I hate to say it, but the previous two sites, Moxviquil and Huitepec, to me didn’t seem like prime wintering habitat for the Golden-cheeked Warbler. Sure, we registered the species at both sites, but only barely. I couldn't help but feel that these sites were chosen by Pronatura more because they happen to be Pronatura reserves than for being representative wintering habitat for Golden-cheeked Warblers.

Today’s site – not a Pronatura reserve – was different. This was classic pine-oak, and it didn’t take us long to find warblers. I was hopeful right from the start, telling Hector “Wow – this is what they [i.e. Golden-cheeked Warblers] like: pines in the tree layer, oaks in the middle layer, half-open situations here and there… perfect!

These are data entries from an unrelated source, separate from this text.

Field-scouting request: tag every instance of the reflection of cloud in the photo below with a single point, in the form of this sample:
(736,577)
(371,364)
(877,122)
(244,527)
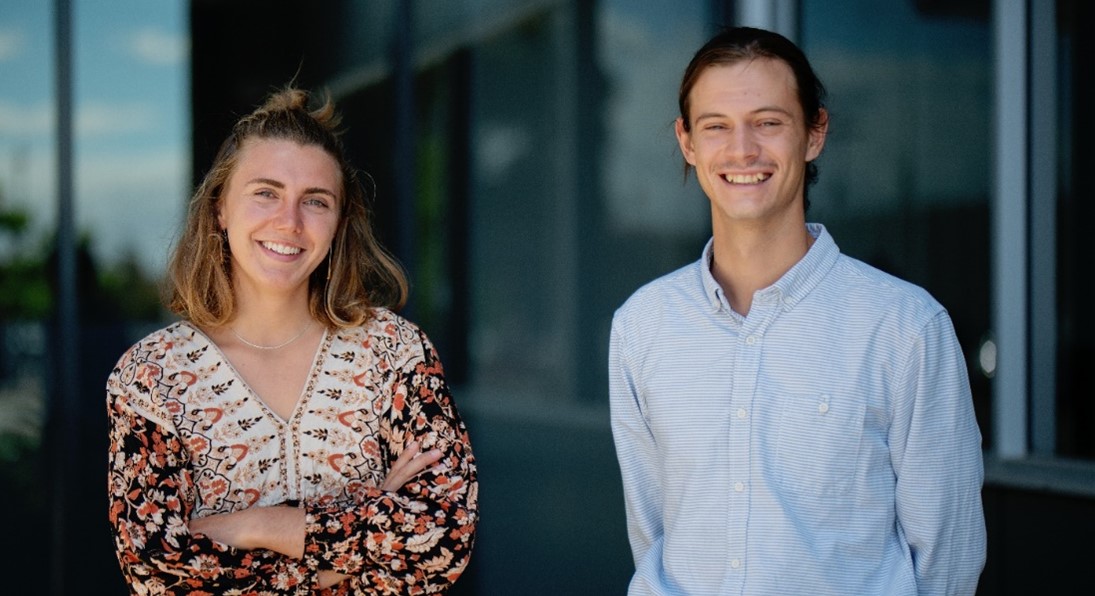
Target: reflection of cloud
(133,204)
(91,118)
(113,118)
(11,43)
(25,121)
(159,47)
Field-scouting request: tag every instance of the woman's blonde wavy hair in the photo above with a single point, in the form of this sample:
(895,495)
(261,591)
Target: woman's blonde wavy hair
(358,273)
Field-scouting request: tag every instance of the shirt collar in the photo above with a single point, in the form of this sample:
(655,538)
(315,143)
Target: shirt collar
(795,285)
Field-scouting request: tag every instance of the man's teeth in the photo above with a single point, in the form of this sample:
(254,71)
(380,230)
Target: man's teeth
(746,179)
(280,249)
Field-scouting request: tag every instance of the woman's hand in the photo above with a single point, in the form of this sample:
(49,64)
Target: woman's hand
(410,462)
(278,528)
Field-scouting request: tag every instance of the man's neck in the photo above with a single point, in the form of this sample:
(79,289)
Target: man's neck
(747,258)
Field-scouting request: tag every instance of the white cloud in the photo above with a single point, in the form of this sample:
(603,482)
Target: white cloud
(113,118)
(11,44)
(92,119)
(133,204)
(25,121)
(159,47)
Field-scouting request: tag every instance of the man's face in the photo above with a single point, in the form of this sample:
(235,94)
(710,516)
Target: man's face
(749,141)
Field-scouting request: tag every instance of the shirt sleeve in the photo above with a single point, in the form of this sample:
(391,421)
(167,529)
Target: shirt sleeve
(418,539)
(151,497)
(636,451)
(936,454)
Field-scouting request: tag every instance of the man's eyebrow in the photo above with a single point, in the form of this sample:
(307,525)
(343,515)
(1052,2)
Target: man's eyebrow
(755,112)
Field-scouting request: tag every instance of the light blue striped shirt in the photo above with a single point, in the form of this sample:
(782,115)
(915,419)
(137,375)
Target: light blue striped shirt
(825,444)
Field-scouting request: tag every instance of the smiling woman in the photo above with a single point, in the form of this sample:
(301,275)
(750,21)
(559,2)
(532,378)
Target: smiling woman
(292,433)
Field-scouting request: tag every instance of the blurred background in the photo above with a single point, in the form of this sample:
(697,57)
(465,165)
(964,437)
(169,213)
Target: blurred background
(529,180)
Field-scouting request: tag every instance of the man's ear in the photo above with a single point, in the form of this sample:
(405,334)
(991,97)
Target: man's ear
(684,140)
(816,135)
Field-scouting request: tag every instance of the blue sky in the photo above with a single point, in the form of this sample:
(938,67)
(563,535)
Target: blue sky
(131,72)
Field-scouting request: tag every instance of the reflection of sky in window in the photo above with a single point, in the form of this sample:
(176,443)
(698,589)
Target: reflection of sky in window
(131,149)
(910,100)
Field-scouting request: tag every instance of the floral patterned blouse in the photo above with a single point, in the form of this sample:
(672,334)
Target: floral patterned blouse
(188,438)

This is where you expect to encounter the species.”

I grew even more hopeful when the flock we found turned out to be huge – in fact the biggest flock I’ve ever described in three years of my participation in this study in Central America.

The most abundant warbler species in this flock was Hermit Warbler; I counted at least 18 individuals, and feel that this is still on the conservative side. Yesterday I mentioned a study from 1994 in which Hermit Warbler was found to be intermediate in abundance between the locally abundant Townsend’s Warbler and the locally rare Golden-cheeked and Black-throated Green Warblers. Well, Townsend’s Warblers seem to be abundant almost anywhere we go here. But Hermit Warbler, a conifer specialist, is quite rare in oak forests, and I was not surprised to find it in greater numbers at today’s pine-oak site. I remember one flock in Honduras that had a similar number of Hermit Warblers in it.

There was a mini-flock of 15 Bushtits in this flock, and again they went wherever the larger flock went, so to me they seemed totally legit as flock members.

The same cannot be said for a noisy group of 12 Gray-silky Flycatchers (left), which did associate briefly with our mixed flock, but ultimately seemed to be doing their own thing. I didn’t consider this Red Crossbill (right) a flock member either.

After four hours of studying the flock, having identified 76 individuals belonging to 24 different species as flock members, we still had not found a Golden-cheeked Warbler among them. I just couldn’t believe that, kept saying to Hector “there’s gotta be one in there!

Then, finally, there it was. Again, an adult male Golden-cheeked Warbler. We both had good looks at the bird, and were able to determine it was unbanded.

We also found this caterpillar. I don't think it has anything to fear from a warbler flock, no matter how big.